Worse, for nearly two years Van Van has been locked in a dispute with Havana Caliente and its owner, a Cuban American businesswoman named Maria Zenoz. The conflict is almost as complex as U.S-Cuba relations, but the result is that Los Van Van has not been back in the studio in three years, much longer than fans are used to. To top it off, several members have left the band in the last year.
Although he has survived defections before, Formell is now the last of Van Van's original key lineup, and his band faces a future more ambiguous than ever. Instead of expanding their horizons, Van Van and other contemporary Cuban bands have retrenched on the island, especially following the Sept. 11 attacks, which led to tour cancellations in the U.S.
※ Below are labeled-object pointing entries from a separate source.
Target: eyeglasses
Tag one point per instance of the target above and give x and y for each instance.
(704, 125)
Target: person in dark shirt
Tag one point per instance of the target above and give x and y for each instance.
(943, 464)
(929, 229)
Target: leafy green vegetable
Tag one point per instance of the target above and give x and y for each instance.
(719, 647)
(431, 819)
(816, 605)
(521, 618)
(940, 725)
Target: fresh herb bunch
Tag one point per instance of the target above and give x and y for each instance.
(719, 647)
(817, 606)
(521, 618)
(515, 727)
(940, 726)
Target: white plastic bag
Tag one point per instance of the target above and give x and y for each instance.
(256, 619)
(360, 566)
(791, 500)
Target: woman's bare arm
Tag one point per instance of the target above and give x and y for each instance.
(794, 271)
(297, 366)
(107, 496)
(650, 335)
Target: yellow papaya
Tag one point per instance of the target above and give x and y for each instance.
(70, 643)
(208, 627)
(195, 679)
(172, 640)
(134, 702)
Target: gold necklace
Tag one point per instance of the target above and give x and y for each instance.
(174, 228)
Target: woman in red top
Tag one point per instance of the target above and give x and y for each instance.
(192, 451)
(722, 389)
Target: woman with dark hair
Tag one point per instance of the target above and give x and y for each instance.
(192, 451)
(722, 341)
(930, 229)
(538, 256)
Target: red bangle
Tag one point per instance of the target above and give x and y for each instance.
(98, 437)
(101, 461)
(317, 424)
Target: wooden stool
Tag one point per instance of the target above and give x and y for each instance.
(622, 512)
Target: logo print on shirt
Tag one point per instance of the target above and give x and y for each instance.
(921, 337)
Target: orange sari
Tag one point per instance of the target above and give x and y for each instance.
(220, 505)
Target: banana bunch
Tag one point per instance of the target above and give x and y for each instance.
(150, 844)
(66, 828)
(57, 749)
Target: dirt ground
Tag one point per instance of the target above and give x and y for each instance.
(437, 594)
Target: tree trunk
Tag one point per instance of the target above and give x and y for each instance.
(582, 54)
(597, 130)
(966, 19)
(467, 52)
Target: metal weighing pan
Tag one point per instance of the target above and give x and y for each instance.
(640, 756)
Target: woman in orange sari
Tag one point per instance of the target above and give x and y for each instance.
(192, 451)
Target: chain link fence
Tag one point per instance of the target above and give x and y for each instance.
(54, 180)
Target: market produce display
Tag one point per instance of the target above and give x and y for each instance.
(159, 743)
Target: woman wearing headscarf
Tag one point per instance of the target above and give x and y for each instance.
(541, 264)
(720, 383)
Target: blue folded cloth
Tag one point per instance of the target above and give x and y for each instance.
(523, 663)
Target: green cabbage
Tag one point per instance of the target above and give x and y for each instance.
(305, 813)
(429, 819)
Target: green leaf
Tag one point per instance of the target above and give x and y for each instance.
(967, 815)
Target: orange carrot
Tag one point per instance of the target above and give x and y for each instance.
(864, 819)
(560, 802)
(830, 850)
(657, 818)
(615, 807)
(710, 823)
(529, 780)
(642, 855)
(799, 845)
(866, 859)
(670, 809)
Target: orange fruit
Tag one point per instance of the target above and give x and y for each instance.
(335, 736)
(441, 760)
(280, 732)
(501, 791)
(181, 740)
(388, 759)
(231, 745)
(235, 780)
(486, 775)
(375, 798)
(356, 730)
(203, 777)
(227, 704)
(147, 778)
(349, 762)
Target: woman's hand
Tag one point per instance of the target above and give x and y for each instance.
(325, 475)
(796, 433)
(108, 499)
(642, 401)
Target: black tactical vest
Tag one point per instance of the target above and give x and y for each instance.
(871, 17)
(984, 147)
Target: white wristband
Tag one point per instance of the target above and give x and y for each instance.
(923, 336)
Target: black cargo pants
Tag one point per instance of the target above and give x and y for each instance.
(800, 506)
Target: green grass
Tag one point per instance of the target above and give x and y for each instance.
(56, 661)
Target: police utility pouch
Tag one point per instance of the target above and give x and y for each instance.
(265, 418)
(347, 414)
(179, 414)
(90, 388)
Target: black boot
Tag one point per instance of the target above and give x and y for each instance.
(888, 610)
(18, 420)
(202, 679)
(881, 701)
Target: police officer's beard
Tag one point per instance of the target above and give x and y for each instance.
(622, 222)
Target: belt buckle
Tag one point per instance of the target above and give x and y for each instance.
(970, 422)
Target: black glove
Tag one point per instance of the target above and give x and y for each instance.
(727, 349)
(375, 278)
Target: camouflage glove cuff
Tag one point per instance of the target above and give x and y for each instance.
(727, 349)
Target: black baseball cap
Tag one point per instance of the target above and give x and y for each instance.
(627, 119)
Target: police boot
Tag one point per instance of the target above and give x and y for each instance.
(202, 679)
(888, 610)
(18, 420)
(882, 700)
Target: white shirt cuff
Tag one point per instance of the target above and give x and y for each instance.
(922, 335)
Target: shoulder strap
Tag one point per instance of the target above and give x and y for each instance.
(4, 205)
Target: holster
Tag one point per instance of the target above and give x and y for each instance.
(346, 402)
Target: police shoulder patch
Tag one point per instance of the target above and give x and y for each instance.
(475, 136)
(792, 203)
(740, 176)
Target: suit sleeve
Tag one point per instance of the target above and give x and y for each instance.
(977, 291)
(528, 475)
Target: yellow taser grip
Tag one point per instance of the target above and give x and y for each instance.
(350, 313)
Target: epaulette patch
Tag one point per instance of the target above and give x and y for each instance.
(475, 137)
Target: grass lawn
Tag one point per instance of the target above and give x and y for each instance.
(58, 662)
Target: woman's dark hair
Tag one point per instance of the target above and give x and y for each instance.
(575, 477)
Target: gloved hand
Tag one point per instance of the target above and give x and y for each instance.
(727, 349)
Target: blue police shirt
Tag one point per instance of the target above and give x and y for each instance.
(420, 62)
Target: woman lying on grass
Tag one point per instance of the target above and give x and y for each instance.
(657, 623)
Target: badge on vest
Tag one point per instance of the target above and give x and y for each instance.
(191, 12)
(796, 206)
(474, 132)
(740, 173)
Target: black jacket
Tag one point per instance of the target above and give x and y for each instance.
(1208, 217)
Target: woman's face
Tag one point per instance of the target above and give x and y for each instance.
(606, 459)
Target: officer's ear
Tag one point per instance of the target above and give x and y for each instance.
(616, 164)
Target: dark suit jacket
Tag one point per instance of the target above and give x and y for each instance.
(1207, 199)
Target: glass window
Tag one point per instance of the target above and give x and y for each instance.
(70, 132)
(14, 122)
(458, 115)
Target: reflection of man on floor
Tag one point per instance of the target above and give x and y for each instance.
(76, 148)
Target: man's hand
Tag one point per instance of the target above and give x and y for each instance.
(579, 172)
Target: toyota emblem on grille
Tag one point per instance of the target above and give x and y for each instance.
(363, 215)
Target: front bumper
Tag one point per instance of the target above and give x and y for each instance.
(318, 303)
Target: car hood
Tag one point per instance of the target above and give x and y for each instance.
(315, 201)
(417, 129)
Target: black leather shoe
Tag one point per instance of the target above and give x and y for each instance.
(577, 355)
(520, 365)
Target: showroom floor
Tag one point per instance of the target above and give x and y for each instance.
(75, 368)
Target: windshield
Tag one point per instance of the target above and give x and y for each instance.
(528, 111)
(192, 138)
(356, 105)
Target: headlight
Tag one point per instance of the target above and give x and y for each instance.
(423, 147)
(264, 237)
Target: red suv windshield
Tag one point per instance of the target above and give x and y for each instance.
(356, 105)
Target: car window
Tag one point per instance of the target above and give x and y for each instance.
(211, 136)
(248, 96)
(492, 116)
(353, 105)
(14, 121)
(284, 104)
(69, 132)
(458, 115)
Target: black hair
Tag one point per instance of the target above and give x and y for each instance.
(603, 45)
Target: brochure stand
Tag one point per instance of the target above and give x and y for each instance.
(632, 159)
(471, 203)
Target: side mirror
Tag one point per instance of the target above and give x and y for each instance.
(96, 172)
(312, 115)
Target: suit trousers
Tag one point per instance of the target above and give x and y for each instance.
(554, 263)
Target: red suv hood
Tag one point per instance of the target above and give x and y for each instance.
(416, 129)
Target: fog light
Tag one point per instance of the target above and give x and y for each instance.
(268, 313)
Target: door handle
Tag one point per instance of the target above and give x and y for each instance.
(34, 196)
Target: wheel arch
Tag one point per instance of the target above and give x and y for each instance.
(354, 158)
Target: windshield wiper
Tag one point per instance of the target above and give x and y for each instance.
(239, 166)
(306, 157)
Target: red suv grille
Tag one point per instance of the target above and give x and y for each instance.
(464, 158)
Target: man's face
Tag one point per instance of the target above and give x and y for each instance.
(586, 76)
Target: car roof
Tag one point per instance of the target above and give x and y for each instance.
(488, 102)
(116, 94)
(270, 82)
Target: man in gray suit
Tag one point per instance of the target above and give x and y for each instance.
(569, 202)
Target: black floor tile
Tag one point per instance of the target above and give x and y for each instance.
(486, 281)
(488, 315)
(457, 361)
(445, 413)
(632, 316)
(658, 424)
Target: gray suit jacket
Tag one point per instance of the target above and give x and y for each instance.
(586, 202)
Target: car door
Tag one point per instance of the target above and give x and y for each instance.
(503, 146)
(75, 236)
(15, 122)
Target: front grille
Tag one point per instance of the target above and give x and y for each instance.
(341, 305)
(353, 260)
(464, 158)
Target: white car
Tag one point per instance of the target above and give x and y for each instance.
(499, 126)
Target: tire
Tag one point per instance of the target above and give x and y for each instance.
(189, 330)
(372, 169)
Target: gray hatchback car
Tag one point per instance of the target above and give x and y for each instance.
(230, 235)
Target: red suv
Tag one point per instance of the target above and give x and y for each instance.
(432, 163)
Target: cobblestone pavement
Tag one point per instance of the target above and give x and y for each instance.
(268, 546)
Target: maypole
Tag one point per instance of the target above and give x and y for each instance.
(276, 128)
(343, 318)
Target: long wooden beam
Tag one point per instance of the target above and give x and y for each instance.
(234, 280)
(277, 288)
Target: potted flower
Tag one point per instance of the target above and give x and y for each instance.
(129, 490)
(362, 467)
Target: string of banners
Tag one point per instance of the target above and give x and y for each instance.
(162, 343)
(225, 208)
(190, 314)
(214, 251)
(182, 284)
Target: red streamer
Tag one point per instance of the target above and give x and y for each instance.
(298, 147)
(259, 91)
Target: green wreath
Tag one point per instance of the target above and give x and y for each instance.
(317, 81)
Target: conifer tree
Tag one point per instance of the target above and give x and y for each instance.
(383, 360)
The story of Juan Formell and Los Van Van reflects the passion and purpose that for almost a century have fueled popular Cuban music, a genre whose worldwide influence outstrips its commercial strength. Yet, the band's struggles for wider U.S. acceptance also highlight the obstacles facing the island's promising new music, which has taken much stronger hold in countries such as Spain, England and Italy with normal trade ties with Cuba.
Van Van may have missed its golden opportunity for a breakthrough in this prized market, a setback that might have demoralized other bandleaders approaching their golden years. But while Formell may falter, his persistence keeps alive the prospect that more people in this country may yet come to appreciate modern Afro-Cuban music, which bewitches fans once it finds them.
In an interview by phone from his home in Havana, Formell, 59, says his health is good and he sees a reinvigorated future for Van Van--including two new albums on the way, one live and one studio recording with 12 new songs.
"The band is better than ever, according to the public here in Cuba," he says in his melodic, rapid-fire Cuban Spanish. "We have new musicians who are very young but better prepared, and who work under my direction with enormous enthusiasm.... Van Van has a new sound, a much more professional sound than it had before."
Although skeptics are now counting Van Van out, die-hard vanvaneros--as followers of the band are known--realize that it's never a good gamble to underestimate Formell.